It has been five years since a global treaty to ban land mines was established. This week in Geneva, officials from many countries, as well as from groups opposed to land mines, are meeting to assess what effect the treaty has had on the effort to rid the world of landmines.
The United Nations calls the 1997 Mine Ban Treaty the most successful arms control mechanism in the world. Since its passage, 126 countries have made the treaty part of their national legislation, the latest being Afghanistan, and 18 others say they plan to. Fifty countries have not signed the treaty.
But while U.N. officials speak highly of the treaty, they also acknowledge that much remains to be done. That feeling is shared by Jody Williams, head of the International Campaign to Ban Landmines, a coalition of more than 1,000 non-governmental organizations. Ms.
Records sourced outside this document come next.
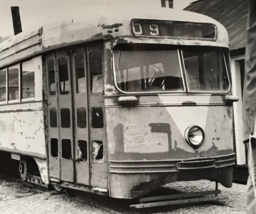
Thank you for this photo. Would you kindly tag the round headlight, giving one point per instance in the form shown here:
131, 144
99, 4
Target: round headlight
194, 135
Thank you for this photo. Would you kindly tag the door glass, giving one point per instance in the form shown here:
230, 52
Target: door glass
63, 75
13, 74
28, 79
80, 74
51, 77
95, 61
2, 85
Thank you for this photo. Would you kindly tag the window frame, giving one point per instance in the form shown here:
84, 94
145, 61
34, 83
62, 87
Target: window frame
21, 82
152, 92
6, 86
212, 92
184, 79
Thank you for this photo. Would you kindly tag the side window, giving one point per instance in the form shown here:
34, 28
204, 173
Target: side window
95, 61
3, 85
63, 75
28, 80
51, 77
13, 83
80, 74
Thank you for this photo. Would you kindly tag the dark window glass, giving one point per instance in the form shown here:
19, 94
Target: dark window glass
82, 146
66, 149
54, 147
3, 85
95, 61
65, 117
97, 118
206, 70
81, 117
151, 70
51, 77
97, 151
80, 74
13, 73
53, 117
28, 79
63, 75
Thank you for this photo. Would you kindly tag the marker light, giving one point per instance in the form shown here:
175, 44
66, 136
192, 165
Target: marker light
194, 135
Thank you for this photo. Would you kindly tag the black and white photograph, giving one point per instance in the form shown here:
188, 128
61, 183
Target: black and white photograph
127, 106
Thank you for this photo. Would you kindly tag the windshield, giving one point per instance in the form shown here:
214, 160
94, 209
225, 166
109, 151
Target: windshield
161, 71
206, 70
141, 71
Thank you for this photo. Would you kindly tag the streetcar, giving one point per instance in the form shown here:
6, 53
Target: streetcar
118, 100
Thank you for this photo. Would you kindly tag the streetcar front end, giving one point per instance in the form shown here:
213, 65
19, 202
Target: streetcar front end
168, 107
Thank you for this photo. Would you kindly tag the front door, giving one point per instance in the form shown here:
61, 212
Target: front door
67, 116
77, 150
60, 121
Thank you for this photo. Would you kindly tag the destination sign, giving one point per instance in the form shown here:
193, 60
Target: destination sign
174, 29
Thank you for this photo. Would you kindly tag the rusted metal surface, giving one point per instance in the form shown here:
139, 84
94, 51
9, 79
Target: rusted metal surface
144, 150
182, 199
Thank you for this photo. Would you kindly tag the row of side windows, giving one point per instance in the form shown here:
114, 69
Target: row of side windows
95, 61
17, 82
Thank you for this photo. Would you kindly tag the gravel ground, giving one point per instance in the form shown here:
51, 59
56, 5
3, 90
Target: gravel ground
17, 198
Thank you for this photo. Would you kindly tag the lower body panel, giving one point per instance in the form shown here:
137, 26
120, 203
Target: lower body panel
132, 179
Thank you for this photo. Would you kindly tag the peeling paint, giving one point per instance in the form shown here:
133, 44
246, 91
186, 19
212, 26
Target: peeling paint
117, 25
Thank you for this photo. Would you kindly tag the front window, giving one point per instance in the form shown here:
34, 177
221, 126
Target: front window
206, 70
144, 71
154, 70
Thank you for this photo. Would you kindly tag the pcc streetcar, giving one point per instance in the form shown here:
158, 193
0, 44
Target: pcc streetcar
118, 101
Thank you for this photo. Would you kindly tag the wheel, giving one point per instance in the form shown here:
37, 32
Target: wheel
57, 188
23, 169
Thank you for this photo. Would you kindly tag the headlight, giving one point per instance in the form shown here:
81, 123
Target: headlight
194, 135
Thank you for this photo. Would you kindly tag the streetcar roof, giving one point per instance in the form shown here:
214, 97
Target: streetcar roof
94, 22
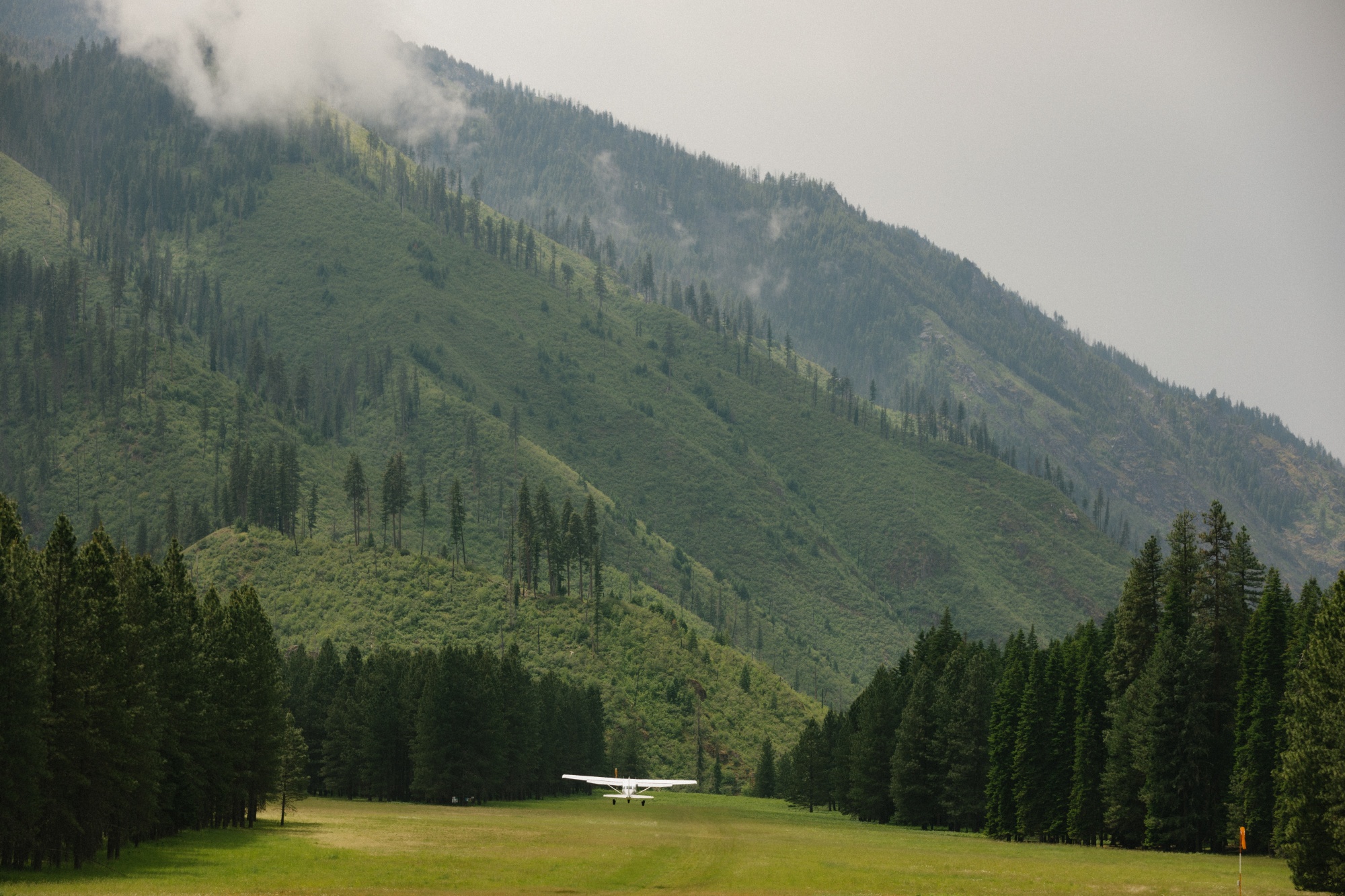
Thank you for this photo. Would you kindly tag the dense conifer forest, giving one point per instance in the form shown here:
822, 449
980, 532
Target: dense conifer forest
135, 708
1200, 705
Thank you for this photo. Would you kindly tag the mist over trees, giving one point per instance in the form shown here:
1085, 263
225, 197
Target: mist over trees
1203, 704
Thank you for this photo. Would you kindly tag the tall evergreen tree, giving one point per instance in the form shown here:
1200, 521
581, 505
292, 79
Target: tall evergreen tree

Williams and her organization were awarded the Nobel Peace Prize in 1997. Speaking in Geneva Monday, she said her group is as busy as it ever was.
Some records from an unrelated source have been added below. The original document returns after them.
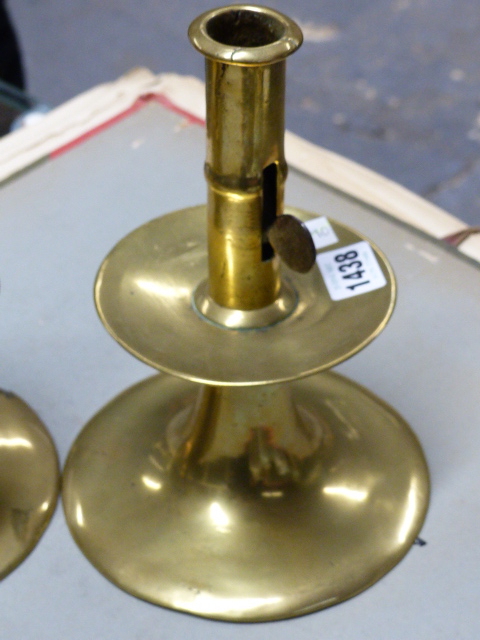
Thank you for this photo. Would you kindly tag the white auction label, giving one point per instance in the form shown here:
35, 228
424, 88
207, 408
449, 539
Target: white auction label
350, 271
321, 231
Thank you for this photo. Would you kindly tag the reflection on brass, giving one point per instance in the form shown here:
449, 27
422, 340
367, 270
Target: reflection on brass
29, 481
273, 488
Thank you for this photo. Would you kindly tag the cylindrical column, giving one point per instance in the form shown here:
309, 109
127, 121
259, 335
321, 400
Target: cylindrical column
245, 48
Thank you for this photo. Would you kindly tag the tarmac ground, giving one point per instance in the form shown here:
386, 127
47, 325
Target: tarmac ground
392, 84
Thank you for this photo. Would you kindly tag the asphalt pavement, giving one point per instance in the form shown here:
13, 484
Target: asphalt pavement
392, 84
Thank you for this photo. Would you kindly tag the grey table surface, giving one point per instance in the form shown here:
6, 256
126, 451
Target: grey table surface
392, 84
57, 223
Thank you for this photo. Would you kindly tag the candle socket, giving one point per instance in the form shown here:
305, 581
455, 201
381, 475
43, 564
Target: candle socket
245, 49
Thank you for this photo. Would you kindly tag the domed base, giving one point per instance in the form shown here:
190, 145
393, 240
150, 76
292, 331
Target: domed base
269, 531
29, 481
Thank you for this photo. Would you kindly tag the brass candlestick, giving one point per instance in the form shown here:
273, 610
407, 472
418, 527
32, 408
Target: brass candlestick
237, 484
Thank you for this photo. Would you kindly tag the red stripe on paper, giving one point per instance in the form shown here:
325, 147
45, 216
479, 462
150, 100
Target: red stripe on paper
136, 106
"We continue to work in open partnership to resolve both interpretation questions of the treaty, to make sure that the mines are out of the ground and to make sure that the victim's needs are met, so that we strengthen this vision of a world in which the doctrine, which underlies global security, is human security and not a radically new military doctrine," said Ms. Willaims.
The International Campaign to Ban Landmines has warned against the use of landmines in a possible attack against Iraq. A spokesman for the group, Stephen Goose, says there are already too many land mines in Iraq and says those opposed to Saddam Hussein should not consider laying any more.
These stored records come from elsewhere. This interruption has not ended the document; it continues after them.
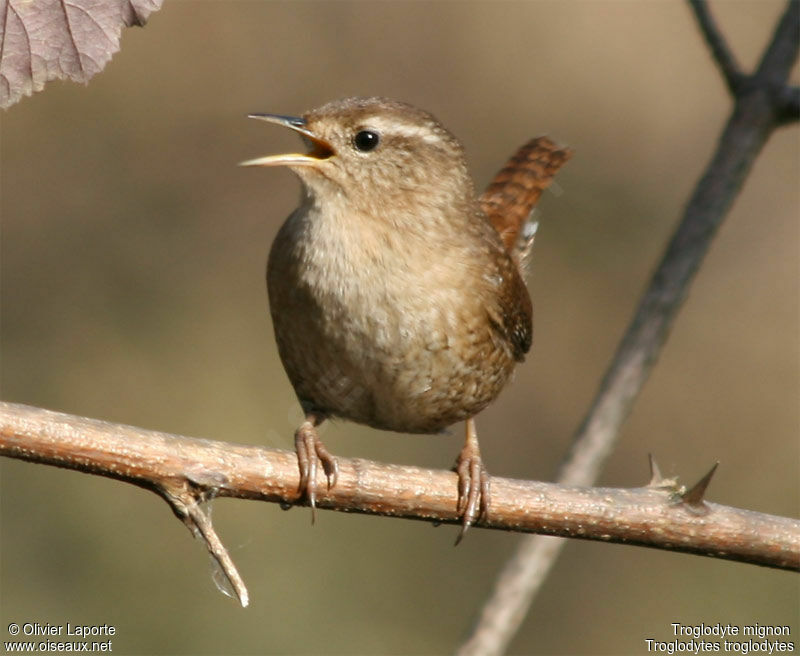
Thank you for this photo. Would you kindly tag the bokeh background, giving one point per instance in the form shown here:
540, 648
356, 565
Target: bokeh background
133, 255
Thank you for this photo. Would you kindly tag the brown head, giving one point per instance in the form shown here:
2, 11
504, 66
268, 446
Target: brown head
378, 153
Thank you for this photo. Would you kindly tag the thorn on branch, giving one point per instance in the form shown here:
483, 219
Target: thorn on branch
693, 497
657, 480
188, 505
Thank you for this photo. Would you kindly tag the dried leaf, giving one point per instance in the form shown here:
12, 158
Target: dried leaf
43, 40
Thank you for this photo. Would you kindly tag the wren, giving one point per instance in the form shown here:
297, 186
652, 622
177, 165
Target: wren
397, 295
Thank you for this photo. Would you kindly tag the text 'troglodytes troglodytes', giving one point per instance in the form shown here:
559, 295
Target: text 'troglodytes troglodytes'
397, 295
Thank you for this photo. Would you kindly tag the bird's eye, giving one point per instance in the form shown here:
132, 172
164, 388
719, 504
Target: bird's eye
366, 140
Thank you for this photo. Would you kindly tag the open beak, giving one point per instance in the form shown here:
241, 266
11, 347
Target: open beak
320, 149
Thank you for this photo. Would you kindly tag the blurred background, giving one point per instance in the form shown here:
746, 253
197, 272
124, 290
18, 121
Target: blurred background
133, 259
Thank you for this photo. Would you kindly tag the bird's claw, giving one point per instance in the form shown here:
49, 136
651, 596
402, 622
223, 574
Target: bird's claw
310, 451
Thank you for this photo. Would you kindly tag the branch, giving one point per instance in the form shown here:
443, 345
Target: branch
188, 471
763, 102
726, 62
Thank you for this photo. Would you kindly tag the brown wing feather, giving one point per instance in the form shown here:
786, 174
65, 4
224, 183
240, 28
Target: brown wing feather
515, 190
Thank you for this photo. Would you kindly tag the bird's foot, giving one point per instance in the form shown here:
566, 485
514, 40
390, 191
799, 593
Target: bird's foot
310, 451
473, 482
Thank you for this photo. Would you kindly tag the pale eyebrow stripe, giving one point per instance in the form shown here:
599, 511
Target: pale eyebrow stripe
426, 132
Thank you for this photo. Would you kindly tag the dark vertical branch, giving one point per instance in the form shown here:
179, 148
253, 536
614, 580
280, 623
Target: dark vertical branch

"Our view is it is conceivable that they would be useful to the U.S. military," he said. "But are they essential to victory? No. Will the longer-term humanitarian problem that they cause exceed any benefit? We think that the answer to that is definitely yes and that is why we say they should not be used."
Mr. Goose says the United States, which has not signed the mine ban treaty, has more than 11 million landmines stockpiled. He adds that although the United States is the largest contributor to mine action programs, it still has reserved the right to use and produce mines.